CONVEYANCES INVOLVING LIMITED LIABILITY COMPANIES
12.1 General Authority
Limited liability companies may be created under the laws of this state from and after March 1, 1994. With respect to third parties, the articles of organization, which are filed with the Secretary of State, establish whether the limited liability company is managed by its members or managed by managers. If the articles of organization do not state that the limited liability company is managed by managers, then it is managed by its members. The examiner should consider the agency powers of members and managers as set forth in O.C.G.A. Section 14-11-301. In general, in a member-managed limited liability company, every member is an agent of the limited liability company, and the act of any member, including, but not limited to, the execution in the name of the limited liability company of any instrument for apparently carrying on in the usual way the business and affairs of the limited liability company, binds the limited liability company. If a limited liability company is manager-managed, no member has such agency powers and every manager has such agency powers.

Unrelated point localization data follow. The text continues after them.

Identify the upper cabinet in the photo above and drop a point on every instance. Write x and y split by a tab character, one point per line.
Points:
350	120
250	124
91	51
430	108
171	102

12.2 Recorded Copies of Articles of Organization
O.C.G.A. Section 14-11-302 authorizes the filing of a copy of the article of organization certified by the Secretary of State in the office of the superior court of a county where real property owned by the limited liability company is located. Any limitations on the authority of any or all members or managers that are set forth in articles of organization so filed shall be conclusively presumed in favor of the limited liability company and against a grantee of the limited liability company, or a person claiming through such grantee, with respect to real property of the limited liability company located in that county. Accordingly, the examiner should determine whether a limited liability company with an instrument in the title has recorded a copy of its articles of organization in the county in which the real property is located. If a copy of the limited liability company’s articles of organization has been so recorded, the examiner should consider the effect of any limitations on authority stated therein.
If the effect on title of a merger of a limited liability company appearing in the title is relevant to the examination, and if the limited liability company was the surviving entity in such merger, the examiner should consider O.C.G.A. Section 14-11-905(a) which provides that “if the surviving entity is a limited liability company, when a merger takes effect . . . (3) the title to all real estate and other property owned by each constituent business entity is vested in the surviving limited liability company without reversion or impairment.”
12.4 Terminated Limited Liability Companies
If a limited liability company with an instrument in the title has terminated and a certificate of termination has been filed with the Secretary of State, the examiner should consider O.C.G.A. Section 14-11-611, which provides that “deeds and other instruments requiring execution after the filing of a certificate of termination by a dissolved limited liability company may be signed by any person who had authority to wind up the dissolved limited liability company under the provisions of subsection (a) of Code Section 14-11-604.”
12.5 Foreign Limited Liability Companies
O.C.G.A. Section 14-11-711(b) provides that “the failure of a foreign limited liability company to procure a certificate of authority does not impair the validity of any contract or act of the foreign limited liability company.” Accordingly, there should be no need for the examiner to establish whether a foreign limited liability company was qualified to do business in this state at the time it acquired or conveyed real property.